By Paula Detwiller
When LaDeshia Brooks attended fifth grade at Galaxy Elementary School in 1989, the school didn’t seem old to her.
“I just remember my classroom was in a portable,” she says.
But by the time Brooks grew up, earned an elementary education degree from the University of South Florida and began her teaching career at her old school, it was definitely looking old.
“Some rooms had really bad water leaks. The building smelled musty. Possums would come in overnight and tip over garbage cans, and the custodians would have to clean it up.”
Brooks was not heartbroken when Galaxy was torn down. It was time, she says. And when folks in her old neighborhood pushed for a replacement school to be built, she was impressed.
“It showed the community could come together for something they believed in.”

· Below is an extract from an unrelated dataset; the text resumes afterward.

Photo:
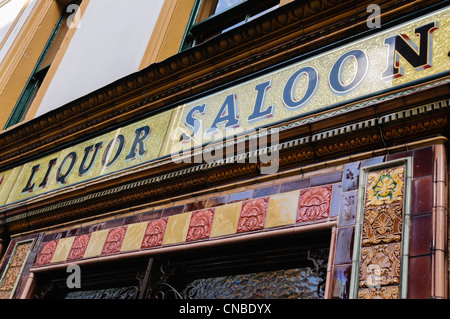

“The school they actually built is beyond anything I could imagine,” says Brooks, 36, who lives in Greenacres. She is excited to begin her 14th year of teaching at the new, all-green Galaxy. “It’s a new concept for our district, and it’s really going to give the kids something different.” A reading specialist, Brooks will plan her fourth-grade lessons in accordance with the school’s E3 (energy, environment and engineering) curriculum focus.
“We’ll still be covering our standards. Other teachers will be teaching the E3 subjects, but I will be incorporating them into my reading materials.”
“The whole thing is amazing,” she says, referring to the school’s large size and modern, green-technology composition. “It’s truly a learning facility, not just a school.”